April 12, 2006

Cutting Kidneys From the Poor: It Isn't an Urban Myth

Yes, health care reform is a huge issue in the United States. But it is hard to focus on the 25% of Americans who are under- or uninsured when Yahoo! News reports on something like this, a phenomenon that used to be passed as urban myth, the "Missing Kidney" phenomenon:
The large scars slicing the sides of many Egyptians in impoverished Cairo neighborhoods most probably testify to an illegal kidney sale to a rich fellow countryman or a Gulf Arab who could not find a donor.

"A Saudi patient can pay up to 80,000 dollars split between the doctor, the donor and the go-between," says Hamdi al-Sayyed, the head of Egypt's doctors' union. "For example, a Jordanian or a Saudi who needs a transplant comes to Egypt accompanied by a relative as an official cover and then looks for an Egyptian or a Sudanese who is ready to sell his organ," he explains.

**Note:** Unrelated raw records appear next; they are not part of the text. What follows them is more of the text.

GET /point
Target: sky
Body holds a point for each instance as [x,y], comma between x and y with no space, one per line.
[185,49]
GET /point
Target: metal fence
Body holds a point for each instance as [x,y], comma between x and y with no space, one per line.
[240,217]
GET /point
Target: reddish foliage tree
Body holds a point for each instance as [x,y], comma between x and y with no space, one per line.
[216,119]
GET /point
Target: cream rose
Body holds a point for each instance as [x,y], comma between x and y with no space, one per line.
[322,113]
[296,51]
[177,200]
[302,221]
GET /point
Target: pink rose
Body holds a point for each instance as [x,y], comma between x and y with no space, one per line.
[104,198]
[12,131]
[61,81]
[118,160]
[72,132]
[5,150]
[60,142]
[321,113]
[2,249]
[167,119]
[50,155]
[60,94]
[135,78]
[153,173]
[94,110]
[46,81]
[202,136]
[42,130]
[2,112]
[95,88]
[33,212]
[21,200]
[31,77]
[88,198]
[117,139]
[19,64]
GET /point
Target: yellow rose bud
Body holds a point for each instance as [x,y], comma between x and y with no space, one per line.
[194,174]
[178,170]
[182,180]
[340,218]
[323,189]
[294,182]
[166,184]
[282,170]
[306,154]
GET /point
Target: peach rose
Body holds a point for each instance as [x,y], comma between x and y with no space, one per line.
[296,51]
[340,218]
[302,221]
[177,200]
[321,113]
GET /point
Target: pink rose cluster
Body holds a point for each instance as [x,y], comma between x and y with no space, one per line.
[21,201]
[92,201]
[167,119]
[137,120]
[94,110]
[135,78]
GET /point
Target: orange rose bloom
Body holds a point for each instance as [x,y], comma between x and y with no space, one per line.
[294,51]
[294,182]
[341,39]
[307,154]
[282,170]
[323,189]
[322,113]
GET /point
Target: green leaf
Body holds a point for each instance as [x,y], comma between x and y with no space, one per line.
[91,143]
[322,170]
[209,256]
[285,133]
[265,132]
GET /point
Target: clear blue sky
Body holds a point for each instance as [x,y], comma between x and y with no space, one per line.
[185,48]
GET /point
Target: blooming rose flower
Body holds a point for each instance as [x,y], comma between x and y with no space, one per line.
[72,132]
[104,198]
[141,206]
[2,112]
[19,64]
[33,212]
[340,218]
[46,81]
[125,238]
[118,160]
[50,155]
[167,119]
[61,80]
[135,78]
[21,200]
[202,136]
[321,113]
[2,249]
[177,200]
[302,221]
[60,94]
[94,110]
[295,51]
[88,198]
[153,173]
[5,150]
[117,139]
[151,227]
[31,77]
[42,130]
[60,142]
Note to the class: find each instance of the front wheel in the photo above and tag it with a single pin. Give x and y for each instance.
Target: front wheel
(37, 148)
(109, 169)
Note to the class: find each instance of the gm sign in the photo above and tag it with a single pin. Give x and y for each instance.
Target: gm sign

While most donors are poor and hoping for a better life, not all are volunteers, with grisly accounts of forced organ 'donations' earning Egypt the sinister reputation of 'Brazil of the Middle East.'

Like millions of Egyptians, Abdelhamid AbdelHamid, Ahmed Ibrahim and Ashraf Zakaria were seeking better paid jobs in the Gulf but their quest cost them a kidney. In a recent interview to the independent Al-Masri Al-Yom daily, they explained how they had been promised jobs but were requested to undergo a medical examination beforehand.

The doctor "discovered" they were all suffering from a kidney infection requiring immediate surgery. They woke up later in hospital with a missing kidney. The go-between had vanished but they feared to speak out.

A few days later, the health ministry caught a trafficker red-handed as he was selling a kidney to a Saudi citizen for 3,500 dollars. The Cairo hospital was supposed to be paid the same amount.

According to the main anti-narcotics body, a kilogram of bango, the popular local form of marijuana, fetches around 100 dollars on the drugs market. But dealers expose themselves to major risks to run their trade while organ trafficking can offer a safer and often more lucrative alternative.